One discovery is a cemetery containing over 50 deceased individuals – adults of both sexes and children – spanning three generations.

Carina Garland, the site supervisor, said there were ‘hints’ that the team were coming across a burial site in the dig last year and this year they have discovered the cemetery is ‘much bigger than they were expecting’.

She said: “While we have 14 grave cuts open, there’s more than 14 individuals being represented in the lower part of the site, so it was a very densely populated area.”

Professor Thomas added: “We can tell that we have fairly a extensive monastic cemetery here because we haven’t found the limits of it, and we know the cemetery was used perhaps over three or four generations because we have intercutting burials.

“We’re also getting a wealth of information about the burial rites, and analyses of the skeletal remains will give us a whole host of perspectives on the lived experience in the 8th and 9th centuries – a lot of human centred perspectives on life in Anglo-Saxon Cookham.

“In terms of the logistics of how a large scale excavation works, this year has been quite good for us.
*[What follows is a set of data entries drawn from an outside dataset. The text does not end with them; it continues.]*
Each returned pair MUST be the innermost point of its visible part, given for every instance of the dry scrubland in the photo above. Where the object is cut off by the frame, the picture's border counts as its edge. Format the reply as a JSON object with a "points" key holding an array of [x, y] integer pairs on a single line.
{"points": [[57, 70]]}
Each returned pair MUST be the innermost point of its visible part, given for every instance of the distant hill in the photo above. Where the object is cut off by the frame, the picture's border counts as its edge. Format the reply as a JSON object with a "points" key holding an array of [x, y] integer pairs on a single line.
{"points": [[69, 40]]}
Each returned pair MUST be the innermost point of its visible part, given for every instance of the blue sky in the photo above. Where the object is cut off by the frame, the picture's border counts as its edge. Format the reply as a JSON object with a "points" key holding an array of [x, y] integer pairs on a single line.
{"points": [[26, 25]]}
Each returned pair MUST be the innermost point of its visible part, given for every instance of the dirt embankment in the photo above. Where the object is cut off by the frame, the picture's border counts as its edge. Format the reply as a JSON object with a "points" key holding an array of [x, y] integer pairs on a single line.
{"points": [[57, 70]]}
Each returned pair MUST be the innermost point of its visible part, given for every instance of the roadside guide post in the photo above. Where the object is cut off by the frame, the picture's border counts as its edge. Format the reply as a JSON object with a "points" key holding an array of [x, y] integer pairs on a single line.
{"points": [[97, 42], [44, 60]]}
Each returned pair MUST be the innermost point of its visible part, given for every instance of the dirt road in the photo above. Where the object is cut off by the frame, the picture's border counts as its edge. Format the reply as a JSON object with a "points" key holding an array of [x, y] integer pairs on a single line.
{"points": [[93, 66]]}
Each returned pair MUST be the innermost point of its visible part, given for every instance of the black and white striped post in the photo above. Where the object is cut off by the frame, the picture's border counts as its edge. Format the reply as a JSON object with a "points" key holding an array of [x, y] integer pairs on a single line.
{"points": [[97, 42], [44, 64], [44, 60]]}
It may go down as being a terrible, and wet summer but for digging archaeology, it’s perfect.”

Further discoveries include a well, with a preserved wooden barrel-lined shaft containing other wooden artifacts, and a substantial walled monastic enclosure fronting the River Thames.

He said: “The monastery was enclosed on a monumental scale up towards the river which probably defined the monastery as a sacred space – somewhere that was both physically and conceptually separated from the wider world.”

He also said that finding the ‘organic preservation of wood’ is rare in archaeology.

A large timber structure with an internal floor and hearth was one more crucial find.

“It was one of the residential buildings where the monastic brethren would have gathered on a daily basis, perhaps functioning as a refectory where they had their meals,” Professor Thomas added.

“Altogether, we have just a wealth of information, far more that we were expecting in terms of being able to piece together the jigsaw puzzle of what this monastery looked like in Anglo- Saxon times.”

The remains of the monastery were first discovered in 2021 in a test excavation by staff from the University of Reading’s Archaeology Department and volunteers from local archaeological societies. A full-scale dig followed in the summer of 2022 when excavators uncovered an industrial and craft zone that would have supplied nuns with food and helped to transport imported items along the River Thames.

Charity Friends of Cookham Abbey will be leading a free site tour on the final day of the excavations. It can be booked via ticketsource.co.uk – search for Cookham abbey site tours.